Japan’s public broadcaster, NHK, put the injury toll at 359.

Most of the injured escaped with bruises and cuts caused by glass from shattered windows and objects falling off of shelves.

Japan’s Central Meteorological Agency estimated the quake’s magnitude at 8. A powerful aftershock of magnitude 7 followed shortly after 6 am, and weaker quakes continued to shake the area throughout the day. The government warned residents to avoid coastal areas.

Because of the threat of tsunami, aftershocks or the collapse of already damaged buildings, 41,000 people were either evacuated from their homes to local shelters or had been advised to do so, according to Kazuhiko Kunii, a spokes­man for the National Fire Agency.

A magnitude-8 quake can cause tremendous damage in populated areas. Damage In Hokkaido was eased by the quake’s offshore focus and sturdy Japanese building practices.

Even so, black plumes of smoke and flames leapt from an oil tank belonging to Idemitsu Co. in the city of Tomakomai. The fire was contained within three hours and there were no injuries. But officials said 30,000 kiloliters, or 188,700 barrels, of crude oil was lost.

Elsewhere, cracks forced the closure of highways and damage to pipelines cut off water supplies. Hokkaido Electric Power Co. official Yoshihiro Akiyama said it was unclear when power could be restored to the blacked out homes, mostly in and around Kushiro.

Police said one person was injured when a local train carrying about 39 passengers derailed.

Nuclear power facilities on Hokkaido were not affected by the quake, which was centered about 42 kilometers (26 miles) under the seabed.

The quake was the largest to strike so far this year anywhere in the world, according to the U.S. Geological Survey.

On average, there is one magnitude-8, or great, quake a year in the world, USGS geophysicist Brian Lassige said from Golden, Colorado. The amount of energy released in a magnitude-8 earthquake is equivalent to that contained in 1.01 billion tons of TNT, according to the USGS.

Japan is one of the world’s most earthquake-prone countries. It sits atop four tectonic plates, slabs that move across the earth’s surface.

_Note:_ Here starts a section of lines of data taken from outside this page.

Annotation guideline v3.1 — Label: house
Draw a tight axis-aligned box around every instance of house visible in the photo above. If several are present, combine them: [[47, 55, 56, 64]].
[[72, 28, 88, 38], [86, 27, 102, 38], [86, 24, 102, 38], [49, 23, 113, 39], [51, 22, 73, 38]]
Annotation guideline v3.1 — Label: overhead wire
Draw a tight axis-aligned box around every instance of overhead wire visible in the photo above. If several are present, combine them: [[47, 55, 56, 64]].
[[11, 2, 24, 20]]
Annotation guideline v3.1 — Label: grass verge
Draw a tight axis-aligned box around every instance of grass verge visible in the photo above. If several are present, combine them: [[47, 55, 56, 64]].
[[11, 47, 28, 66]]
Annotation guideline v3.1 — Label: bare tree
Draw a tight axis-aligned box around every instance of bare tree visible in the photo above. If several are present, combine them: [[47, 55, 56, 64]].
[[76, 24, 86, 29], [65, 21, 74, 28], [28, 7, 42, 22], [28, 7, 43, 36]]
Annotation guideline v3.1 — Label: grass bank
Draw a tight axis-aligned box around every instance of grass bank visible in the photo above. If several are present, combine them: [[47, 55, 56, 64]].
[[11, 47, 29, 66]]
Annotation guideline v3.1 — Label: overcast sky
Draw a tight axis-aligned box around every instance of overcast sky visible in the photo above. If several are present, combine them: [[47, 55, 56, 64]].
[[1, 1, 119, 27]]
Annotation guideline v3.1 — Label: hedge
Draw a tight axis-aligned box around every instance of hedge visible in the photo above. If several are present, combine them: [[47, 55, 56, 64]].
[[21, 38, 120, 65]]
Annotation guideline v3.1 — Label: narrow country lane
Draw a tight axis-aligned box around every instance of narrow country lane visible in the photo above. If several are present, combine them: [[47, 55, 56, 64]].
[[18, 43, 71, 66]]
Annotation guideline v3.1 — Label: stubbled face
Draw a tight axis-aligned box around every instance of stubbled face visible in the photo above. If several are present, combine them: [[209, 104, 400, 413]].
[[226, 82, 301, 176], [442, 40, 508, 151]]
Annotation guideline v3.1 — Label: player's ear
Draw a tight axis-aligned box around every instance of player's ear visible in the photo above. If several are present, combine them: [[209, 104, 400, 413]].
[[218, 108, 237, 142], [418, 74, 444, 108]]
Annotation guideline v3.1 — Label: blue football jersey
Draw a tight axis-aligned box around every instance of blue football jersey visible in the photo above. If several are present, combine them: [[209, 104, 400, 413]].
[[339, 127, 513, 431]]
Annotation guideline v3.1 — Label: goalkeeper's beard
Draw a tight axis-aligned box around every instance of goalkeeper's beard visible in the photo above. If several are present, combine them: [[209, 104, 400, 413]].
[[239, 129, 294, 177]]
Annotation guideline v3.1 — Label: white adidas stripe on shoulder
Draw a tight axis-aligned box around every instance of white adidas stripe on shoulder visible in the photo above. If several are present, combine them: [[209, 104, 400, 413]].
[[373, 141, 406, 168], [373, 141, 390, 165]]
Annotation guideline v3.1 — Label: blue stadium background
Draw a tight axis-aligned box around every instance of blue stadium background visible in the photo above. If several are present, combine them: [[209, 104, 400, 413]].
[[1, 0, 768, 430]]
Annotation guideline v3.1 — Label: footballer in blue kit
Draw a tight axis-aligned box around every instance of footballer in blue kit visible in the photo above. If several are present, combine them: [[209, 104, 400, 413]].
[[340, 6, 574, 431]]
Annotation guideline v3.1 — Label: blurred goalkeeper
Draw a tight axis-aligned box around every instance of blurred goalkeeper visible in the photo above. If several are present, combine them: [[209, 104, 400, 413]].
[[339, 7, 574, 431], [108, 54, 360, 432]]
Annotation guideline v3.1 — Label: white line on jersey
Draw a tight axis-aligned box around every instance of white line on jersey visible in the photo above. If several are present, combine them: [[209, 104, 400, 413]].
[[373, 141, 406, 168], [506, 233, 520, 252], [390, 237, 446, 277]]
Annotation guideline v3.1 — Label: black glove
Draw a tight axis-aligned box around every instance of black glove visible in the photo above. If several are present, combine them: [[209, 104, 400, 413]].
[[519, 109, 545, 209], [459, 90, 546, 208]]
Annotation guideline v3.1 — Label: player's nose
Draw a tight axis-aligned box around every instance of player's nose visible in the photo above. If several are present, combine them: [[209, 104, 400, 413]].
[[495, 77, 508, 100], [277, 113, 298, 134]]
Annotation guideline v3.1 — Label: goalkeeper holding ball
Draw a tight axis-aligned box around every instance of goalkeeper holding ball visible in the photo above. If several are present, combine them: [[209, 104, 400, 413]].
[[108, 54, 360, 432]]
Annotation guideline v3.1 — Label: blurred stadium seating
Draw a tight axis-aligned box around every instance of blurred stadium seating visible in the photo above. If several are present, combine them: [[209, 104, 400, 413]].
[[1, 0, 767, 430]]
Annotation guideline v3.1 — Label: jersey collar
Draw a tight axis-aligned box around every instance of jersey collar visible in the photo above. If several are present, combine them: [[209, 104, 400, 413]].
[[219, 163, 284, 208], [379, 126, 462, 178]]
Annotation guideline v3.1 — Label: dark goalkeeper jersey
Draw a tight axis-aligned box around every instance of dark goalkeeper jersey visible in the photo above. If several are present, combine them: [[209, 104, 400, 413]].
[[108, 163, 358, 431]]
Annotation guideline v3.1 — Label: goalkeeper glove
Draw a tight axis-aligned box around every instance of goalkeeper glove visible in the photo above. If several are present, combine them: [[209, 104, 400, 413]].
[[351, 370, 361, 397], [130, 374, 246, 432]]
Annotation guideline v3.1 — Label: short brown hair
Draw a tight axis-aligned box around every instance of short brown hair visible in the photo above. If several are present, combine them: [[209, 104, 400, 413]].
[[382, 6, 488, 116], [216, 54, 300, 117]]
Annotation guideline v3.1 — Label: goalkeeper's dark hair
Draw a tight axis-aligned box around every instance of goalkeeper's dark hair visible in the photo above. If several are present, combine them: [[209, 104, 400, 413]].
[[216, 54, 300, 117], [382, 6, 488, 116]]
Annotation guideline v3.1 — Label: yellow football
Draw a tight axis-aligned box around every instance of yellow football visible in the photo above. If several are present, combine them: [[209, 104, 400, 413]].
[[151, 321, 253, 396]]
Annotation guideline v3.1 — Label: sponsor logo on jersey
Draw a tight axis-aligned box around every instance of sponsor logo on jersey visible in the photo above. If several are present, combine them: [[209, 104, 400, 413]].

Earlier this month, Tokyo marked the 80th anniversary of a magnitude 8.3 quake that devastated the city and neighboring Yokohama, killing at least 140,000 people. In January 1995, a magnitude 7.2 temblor in Kobe killed more than 6,000 people.

Hokkaido is the northernmost and most sparsely populated of Japan’s major islands. Sapporo, which hosted the 1972 Olympics, is the prefecture’s capital.

A quake and tsunami on the western side of Hokkaido killed 230 people in July 1993, most on the nearby isle of Okushiri.